Vale lembrar que, no início dos anos 1990, a música ainda era marcada pelos exageros e os excessos das bandas hard rock, como Guns N’ Roses, Mötley Crüe e Skid Row. Os Pixies, portanto, apostavam em algo que ia na contramão: na simplicidade dos poucos acordes, nos riffs rápidos, nas letras que parecem sem pé nem cabeça e nos refrões grudentos.
Surrealismo, sexo e catolicismo
A capa de Surfer Rosa não é um mero detalhe: ela explica bem qual é o “universo” que Frank Black e seus asseclas querem que adentremos. Em uma imagem PB que remete ao trabalho do fotógrafo Man Ray, vemos uma dançarina com saia de flamenco e seios à mostra. Na parede, um crucifixo pendurado e outros restos de imagens: um peixe, um pedaço de um violão, pôsteres rasgados.
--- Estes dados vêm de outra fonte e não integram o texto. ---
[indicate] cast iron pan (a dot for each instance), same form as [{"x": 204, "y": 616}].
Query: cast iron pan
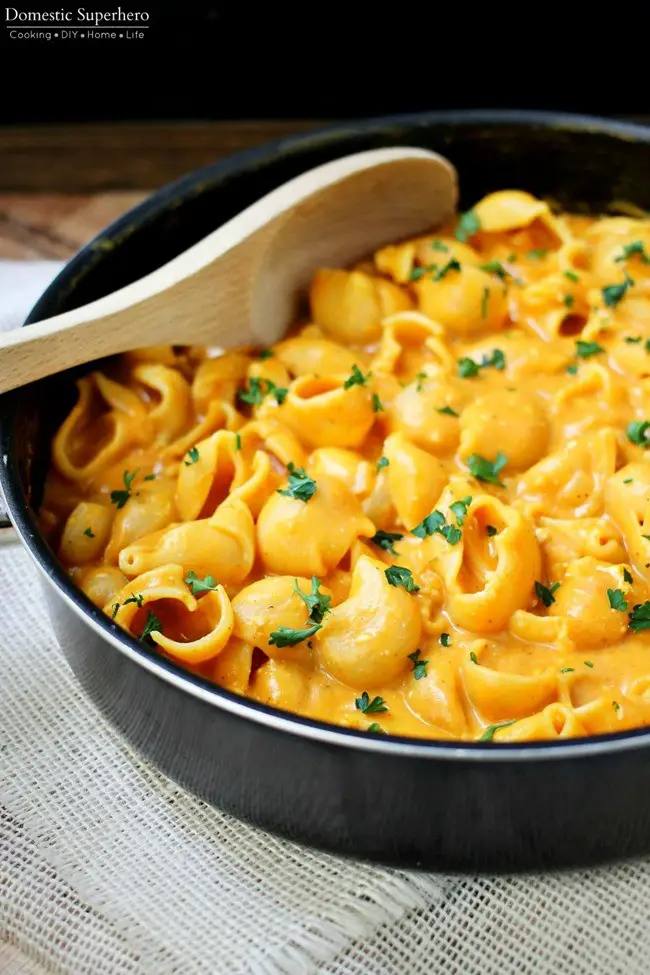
[{"x": 414, "y": 803}]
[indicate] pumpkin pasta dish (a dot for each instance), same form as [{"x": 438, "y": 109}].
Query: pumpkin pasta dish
[{"x": 424, "y": 512}]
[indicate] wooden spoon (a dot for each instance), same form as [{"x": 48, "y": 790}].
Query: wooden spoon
[{"x": 239, "y": 285}]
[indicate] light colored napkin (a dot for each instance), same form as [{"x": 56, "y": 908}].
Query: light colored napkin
[{"x": 108, "y": 868}]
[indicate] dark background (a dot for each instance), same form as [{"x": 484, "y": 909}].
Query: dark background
[{"x": 219, "y": 61}]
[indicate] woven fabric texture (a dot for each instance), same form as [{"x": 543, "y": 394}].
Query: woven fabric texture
[{"x": 108, "y": 868}]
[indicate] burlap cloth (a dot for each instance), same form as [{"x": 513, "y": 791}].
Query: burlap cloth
[{"x": 108, "y": 868}]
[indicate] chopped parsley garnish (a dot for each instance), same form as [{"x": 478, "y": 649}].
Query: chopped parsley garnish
[
  {"x": 451, "y": 265},
  {"x": 459, "y": 508},
  {"x": 259, "y": 388},
  {"x": 151, "y": 625},
  {"x": 487, "y": 470},
  {"x": 637, "y": 432},
  {"x": 545, "y": 593},
  {"x": 375, "y": 729},
  {"x": 356, "y": 378},
  {"x": 135, "y": 597},
  {"x": 468, "y": 225},
  {"x": 385, "y": 540},
  {"x": 286, "y": 636},
  {"x": 396, "y": 575},
  {"x": 639, "y": 618},
  {"x": 318, "y": 603},
  {"x": 613, "y": 293},
  {"x": 198, "y": 585},
  {"x": 586, "y": 349},
  {"x": 617, "y": 599},
  {"x": 488, "y": 734},
  {"x": 367, "y": 706},
  {"x": 467, "y": 368},
  {"x": 301, "y": 486},
  {"x": 637, "y": 247},
  {"x": 484, "y": 302},
  {"x": 419, "y": 668},
  {"x": 120, "y": 497}
]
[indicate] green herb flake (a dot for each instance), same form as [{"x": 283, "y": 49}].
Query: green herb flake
[
  {"x": 636, "y": 248},
  {"x": 617, "y": 599},
  {"x": 545, "y": 593},
  {"x": 419, "y": 669},
  {"x": 639, "y": 618},
  {"x": 367, "y": 706},
  {"x": 488, "y": 734},
  {"x": 152, "y": 625},
  {"x": 468, "y": 225},
  {"x": 397, "y": 575},
  {"x": 198, "y": 585},
  {"x": 120, "y": 497},
  {"x": 356, "y": 378},
  {"x": 385, "y": 540},
  {"x": 286, "y": 636},
  {"x": 586, "y": 349},
  {"x": 301, "y": 487},
  {"x": 487, "y": 470},
  {"x": 637, "y": 432},
  {"x": 318, "y": 603},
  {"x": 613, "y": 293}
]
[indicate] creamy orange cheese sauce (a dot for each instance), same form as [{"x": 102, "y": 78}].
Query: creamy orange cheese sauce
[{"x": 426, "y": 512}]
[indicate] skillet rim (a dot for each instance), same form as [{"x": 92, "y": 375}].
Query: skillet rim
[{"x": 274, "y": 718}]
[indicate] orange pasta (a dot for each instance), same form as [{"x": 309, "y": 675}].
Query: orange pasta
[{"x": 425, "y": 512}]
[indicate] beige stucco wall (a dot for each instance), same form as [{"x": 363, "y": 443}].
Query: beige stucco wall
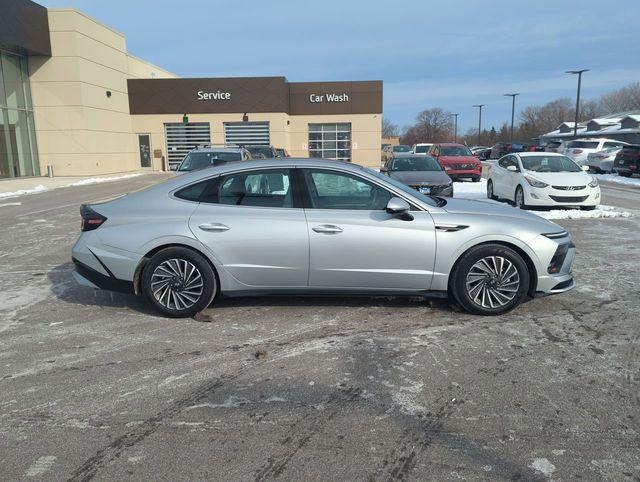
[
  {"x": 79, "y": 130},
  {"x": 365, "y": 130}
]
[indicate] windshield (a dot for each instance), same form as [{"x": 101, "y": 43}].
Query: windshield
[
  {"x": 402, "y": 187},
  {"x": 423, "y": 163},
  {"x": 401, "y": 148},
  {"x": 583, "y": 145},
  {"x": 200, "y": 160},
  {"x": 258, "y": 152},
  {"x": 549, "y": 164},
  {"x": 455, "y": 151}
]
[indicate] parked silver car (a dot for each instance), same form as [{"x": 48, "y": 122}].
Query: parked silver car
[{"x": 310, "y": 226}]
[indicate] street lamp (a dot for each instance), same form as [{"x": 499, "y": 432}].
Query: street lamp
[
  {"x": 513, "y": 111},
  {"x": 579, "y": 74},
  {"x": 479, "y": 106},
  {"x": 455, "y": 128}
]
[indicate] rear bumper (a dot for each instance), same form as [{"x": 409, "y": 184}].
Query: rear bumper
[{"x": 87, "y": 276}]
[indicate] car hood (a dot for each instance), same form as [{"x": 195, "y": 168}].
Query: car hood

As chaves de leitura são claras: Surfer Rosa adentra no sagrado e no profano, mas, sobretudo, na esfera do surrealismo. As músicas do disco destacam o sexo, os corpos quebrados (mutilações parecem ser tema recorrente na banda), os trechos de letras em espanhol, o deboche com o catolicismo, o baixo e a bateria marcados, os “duelos” vocais deliciosos entre Frank Black e Kim Deal. Os Pixies, como nós amamos, já estão lá.
Ouvir Pixies é notar a genialidade da simplicidade. Tem algo de Ramones: qualquer um que aprenda um pouquinho de baixo e guitarra consegue tocar uma música deles.
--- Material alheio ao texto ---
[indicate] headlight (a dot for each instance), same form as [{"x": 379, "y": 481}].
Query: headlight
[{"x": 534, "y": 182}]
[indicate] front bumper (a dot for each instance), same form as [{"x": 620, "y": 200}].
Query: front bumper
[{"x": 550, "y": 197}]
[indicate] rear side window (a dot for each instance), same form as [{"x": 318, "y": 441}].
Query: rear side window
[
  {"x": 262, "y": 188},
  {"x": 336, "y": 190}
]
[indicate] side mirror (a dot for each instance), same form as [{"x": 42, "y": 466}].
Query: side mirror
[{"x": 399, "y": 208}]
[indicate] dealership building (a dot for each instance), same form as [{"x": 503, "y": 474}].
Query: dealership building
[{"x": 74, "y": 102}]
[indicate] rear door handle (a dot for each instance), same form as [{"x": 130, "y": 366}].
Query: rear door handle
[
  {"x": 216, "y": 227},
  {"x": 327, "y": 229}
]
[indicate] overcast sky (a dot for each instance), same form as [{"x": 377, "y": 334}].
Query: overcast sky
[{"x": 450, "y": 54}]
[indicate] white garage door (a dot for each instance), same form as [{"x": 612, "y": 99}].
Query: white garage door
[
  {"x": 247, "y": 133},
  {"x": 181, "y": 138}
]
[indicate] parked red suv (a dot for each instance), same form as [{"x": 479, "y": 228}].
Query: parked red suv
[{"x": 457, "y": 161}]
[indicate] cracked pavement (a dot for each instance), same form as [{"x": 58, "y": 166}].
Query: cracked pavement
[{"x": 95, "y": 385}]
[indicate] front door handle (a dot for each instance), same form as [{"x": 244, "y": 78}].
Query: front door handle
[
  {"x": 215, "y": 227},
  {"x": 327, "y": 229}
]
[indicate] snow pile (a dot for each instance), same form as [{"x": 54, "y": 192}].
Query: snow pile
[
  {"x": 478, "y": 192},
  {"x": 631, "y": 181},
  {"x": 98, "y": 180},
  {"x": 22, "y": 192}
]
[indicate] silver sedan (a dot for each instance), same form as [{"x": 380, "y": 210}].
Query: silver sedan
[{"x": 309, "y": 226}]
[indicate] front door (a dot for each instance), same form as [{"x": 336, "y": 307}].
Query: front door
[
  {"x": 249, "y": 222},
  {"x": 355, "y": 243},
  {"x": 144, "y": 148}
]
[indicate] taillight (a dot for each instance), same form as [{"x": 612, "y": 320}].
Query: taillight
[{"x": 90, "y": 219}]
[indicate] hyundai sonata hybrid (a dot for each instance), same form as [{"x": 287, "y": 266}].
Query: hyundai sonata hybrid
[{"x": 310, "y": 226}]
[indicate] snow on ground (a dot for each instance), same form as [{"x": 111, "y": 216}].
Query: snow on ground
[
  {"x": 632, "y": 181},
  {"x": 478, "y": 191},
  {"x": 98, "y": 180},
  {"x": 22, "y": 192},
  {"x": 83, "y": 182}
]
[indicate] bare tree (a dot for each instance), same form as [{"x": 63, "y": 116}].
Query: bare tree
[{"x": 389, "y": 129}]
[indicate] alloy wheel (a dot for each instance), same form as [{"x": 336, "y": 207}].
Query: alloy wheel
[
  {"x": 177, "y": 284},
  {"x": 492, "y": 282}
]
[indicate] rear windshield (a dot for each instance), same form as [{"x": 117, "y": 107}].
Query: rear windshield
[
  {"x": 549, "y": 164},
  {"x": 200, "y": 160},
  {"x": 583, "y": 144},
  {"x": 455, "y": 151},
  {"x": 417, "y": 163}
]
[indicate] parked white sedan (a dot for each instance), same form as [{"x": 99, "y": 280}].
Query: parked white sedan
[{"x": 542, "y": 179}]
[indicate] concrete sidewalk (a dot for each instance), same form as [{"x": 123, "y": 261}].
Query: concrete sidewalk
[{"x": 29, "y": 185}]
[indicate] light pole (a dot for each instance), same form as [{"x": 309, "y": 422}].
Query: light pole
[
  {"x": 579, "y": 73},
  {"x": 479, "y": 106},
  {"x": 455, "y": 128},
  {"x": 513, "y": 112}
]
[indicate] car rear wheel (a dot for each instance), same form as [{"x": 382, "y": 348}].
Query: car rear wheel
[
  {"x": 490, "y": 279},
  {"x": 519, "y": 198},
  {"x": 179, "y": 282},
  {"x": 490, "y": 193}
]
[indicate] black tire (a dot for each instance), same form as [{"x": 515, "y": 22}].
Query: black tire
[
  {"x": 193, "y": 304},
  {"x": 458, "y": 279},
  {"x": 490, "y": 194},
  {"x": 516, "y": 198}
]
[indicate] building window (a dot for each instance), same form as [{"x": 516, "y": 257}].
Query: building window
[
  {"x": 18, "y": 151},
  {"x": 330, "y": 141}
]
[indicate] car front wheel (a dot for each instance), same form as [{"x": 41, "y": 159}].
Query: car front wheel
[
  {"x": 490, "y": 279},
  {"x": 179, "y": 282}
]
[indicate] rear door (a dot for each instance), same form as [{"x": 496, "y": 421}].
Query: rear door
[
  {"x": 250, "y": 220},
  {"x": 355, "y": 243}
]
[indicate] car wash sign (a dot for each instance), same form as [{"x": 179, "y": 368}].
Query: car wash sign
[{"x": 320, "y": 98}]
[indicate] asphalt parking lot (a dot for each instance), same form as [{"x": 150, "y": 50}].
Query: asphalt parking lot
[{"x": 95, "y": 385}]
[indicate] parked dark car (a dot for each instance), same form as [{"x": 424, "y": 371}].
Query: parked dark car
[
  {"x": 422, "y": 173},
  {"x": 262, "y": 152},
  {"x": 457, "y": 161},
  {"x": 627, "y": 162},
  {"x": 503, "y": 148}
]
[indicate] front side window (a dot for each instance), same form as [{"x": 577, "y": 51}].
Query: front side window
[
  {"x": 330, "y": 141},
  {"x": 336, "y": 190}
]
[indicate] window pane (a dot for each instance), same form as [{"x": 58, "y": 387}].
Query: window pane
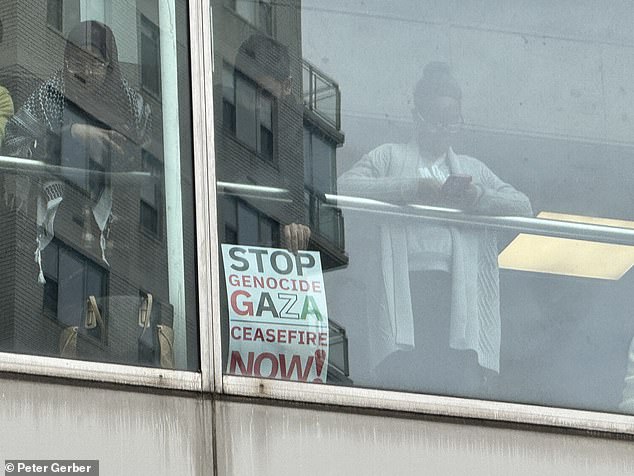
[
  {"x": 108, "y": 185},
  {"x": 246, "y": 124},
  {"x": 449, "y": 191}
]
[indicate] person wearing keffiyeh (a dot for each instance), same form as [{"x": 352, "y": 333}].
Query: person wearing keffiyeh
[{"x": 86, "y": 113}]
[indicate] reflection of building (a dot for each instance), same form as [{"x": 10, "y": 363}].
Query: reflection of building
[
  {"x": 33, "y": 315},
  {"x": 272, "y": 141}
]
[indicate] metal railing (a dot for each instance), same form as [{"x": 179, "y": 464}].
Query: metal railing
[
  {"x": 323, "y": 218},
  {"x": 448, "y": 216},
  {"x": 321, "y": 94}
]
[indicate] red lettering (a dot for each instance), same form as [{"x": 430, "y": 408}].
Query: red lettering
[
  {"x": 236, "y": 360},
  {"x": 323, "y": 339},
  {"x": 247, "y": 309},
  {"x": 296, "y": 364},
  {"x": 258, "y": 364}
]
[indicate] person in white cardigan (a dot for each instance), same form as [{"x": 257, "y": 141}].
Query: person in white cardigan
[{"x": 435, "y": 323}]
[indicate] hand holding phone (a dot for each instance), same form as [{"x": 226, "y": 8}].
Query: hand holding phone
[{"x": 456, "y": 185}]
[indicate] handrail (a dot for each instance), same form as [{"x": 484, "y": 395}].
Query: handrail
[
  {"x": 449, "y": 216},
  {"x": 17, "y": 164}
]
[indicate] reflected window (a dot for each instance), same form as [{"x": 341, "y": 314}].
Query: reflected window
[
  {"x": 248, "y": 112},
  {"x": 71, "y": 280},
  {"x": 256, "y": 12},
  {"x": 149, "y": 56},
  {"x": 151, "y": 197},
  {"x": 97, "y": 185},
  {"x": 245, "y": 225},
  {"x": 62, "y": 15}
]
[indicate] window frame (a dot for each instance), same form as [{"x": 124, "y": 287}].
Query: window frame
[
  {"x": 285, "y": 392},
  {"x": 210, "y": 378},
  {"x": 135, "y": 375}
]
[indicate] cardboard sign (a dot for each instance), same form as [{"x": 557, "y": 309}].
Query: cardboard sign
[{"x": 278, "y": 320}]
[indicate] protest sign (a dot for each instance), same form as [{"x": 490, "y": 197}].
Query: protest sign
[{"x": 278, "y": 320}]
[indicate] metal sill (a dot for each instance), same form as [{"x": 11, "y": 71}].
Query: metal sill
[
  {"x": 513, "y": 413},
  {"x": 101, "y": 372}
]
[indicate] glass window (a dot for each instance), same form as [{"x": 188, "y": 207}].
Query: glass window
[
  {"x": 256, "y": 12},
  {"x": 454, "y": 200},
  {"x": 149, "y": 53},
  {"x": 96, "y": 184}
]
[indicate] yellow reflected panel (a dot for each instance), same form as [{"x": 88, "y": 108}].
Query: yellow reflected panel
[{"x": 586, "y": 259}]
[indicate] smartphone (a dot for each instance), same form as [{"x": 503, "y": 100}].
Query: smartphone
[{"x": 456, "y": 184}]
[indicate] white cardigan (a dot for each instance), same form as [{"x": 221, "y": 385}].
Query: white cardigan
[{"x": 389, "y": 173}]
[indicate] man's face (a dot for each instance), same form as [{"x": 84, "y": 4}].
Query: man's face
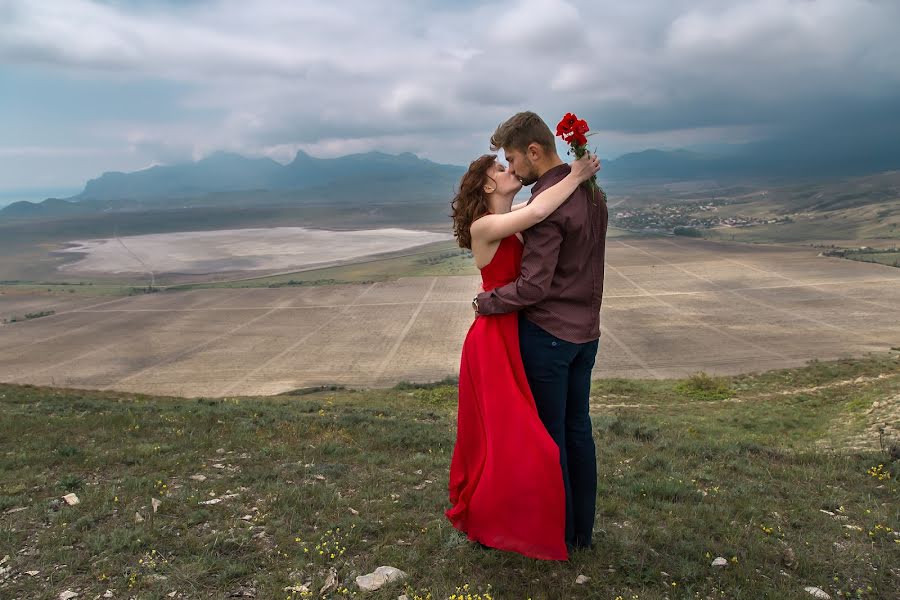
[{"x": 521, "y": 166}]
A viagem começa com “Bone Machine”, que já abre quebrando tudo. Frank Black e Kim Deal intercalam o vocal daquele jeito desajustado (como se fosse um “anti-jogral”) que se tornaria a assinatura da banda. Eles seguem cantando juntos em “Break my Body” (mais uma vez, ossos e corpos quebrados se repetem).
Ouvir Pixies é notar a genialidade da simplicidade. Tem algo de Ramones: qualquer um que aprenda um pouquinho de baixo e guitarra consegue tocar uma música deles. Mas ninguém mais criou canções tão marcantes como essas.
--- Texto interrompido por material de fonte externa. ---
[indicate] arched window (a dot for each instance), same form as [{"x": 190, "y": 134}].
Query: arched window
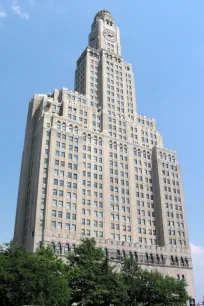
[
  {"x": 118, "y": 254},
  {"x": 106, "y": 253},
  {"x": 72, "y": 247},
  {"x": 58, "y": 125},
  {"x": 40, "y": 244},
  {"x": 64, "y": 127},
  {"x": 71, "y": 129},
  {"x": 76, "y": 130},
  {"x": 58, "y": 248},
  {"x": 89, "y": 139},
  {"x": 66, "y": 248},
  {"x": 52, "y": 244}
]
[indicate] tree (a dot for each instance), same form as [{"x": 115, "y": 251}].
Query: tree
[
  {"x": 32, "y": 278},
  {"x": 93, "y": 280},
  {"x": 152, "y": 288}
]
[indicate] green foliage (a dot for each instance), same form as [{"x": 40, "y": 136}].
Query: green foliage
[
  {"x": 92, "y": 280},
  {"x": 152, "y": 288},
  {"x": 86, "y": 277},
  {"x": 32, "y": 278}
]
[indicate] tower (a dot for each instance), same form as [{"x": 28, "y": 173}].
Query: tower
[{"x": 93, "y": 167}]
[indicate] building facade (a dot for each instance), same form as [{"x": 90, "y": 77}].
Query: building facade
[{"x": 93, "y": 167}]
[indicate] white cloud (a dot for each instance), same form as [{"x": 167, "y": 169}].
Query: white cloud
[
  {"x": 3, "y": 14},
  {"x": 18, "y": 11}
]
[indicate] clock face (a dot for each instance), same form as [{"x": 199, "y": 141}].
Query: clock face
[{"x": 109, "y": 35}]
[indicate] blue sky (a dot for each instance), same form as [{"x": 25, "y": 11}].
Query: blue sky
[{"x": 40, "y": 41}]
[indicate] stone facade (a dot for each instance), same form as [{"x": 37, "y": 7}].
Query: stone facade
[{"x": 93, "y": 167}]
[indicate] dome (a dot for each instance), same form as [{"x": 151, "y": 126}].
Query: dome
[{"x": 103, "y": 12}]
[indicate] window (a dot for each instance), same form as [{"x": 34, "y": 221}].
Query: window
[
  {"x": 53, "y": 224},
  {"x": 73, "y": 228},
  {"x": 59, "y": 225}
]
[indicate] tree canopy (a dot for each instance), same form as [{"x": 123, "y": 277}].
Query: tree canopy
[{"x": 86, "y": 277}]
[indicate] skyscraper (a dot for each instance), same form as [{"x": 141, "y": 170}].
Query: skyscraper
[{"x": 93, "y": 167}]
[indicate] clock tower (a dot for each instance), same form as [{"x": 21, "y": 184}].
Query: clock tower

E Surfer Rosa carrega vários clássicos. Podemos citar Gigantic, a única composta por Kim Deal (cuja personalidade sempre duelou com o líder – não por acaso, ela apareceria muito mais depois, com a formação do Breeders). O trocadilho é pobre, mas não dá para deixar de dizer que esta é uma canção gigante e, por que não, bastante romântica. A voz doce e marcante de Kim ecoa para sempre na mente do ouvinte: “Gigantic, a big big love” (e ninguém que toque baixo jamais esqueceu destes riffs).
Há até aqui o que poderia ser um resumo do paradoxo que os Pixies sempre representaram: a ideia de que agressividade e doçura podem ser ofertadas lado a lado, na mesma medida. E isso se segue na divisão entre os vocais amáveis de Kim Deal e os gritos de Frank Black em “River Euphrates” (que, segundo algumas teorias loucas, fala sobre ejaculação precoce!).
Bem na metade do disco, chegamos à música que talvez seja o maior hit dos Pixies: “Where is My Mind”, que muita gente se lembra por conta da famosa cena de Clube da Luta. Nesta canção magnífica, Kim Deal uiva no fundo enquanto Frank Black canta: “com seus pés no ar e a cabeça no chão/ sua cabeça colapsa, mas não há nada nela/ e você se pergunta: onde está minha mente?” (mais uma vez, corpos despedaçados!). Um clássico absoluto.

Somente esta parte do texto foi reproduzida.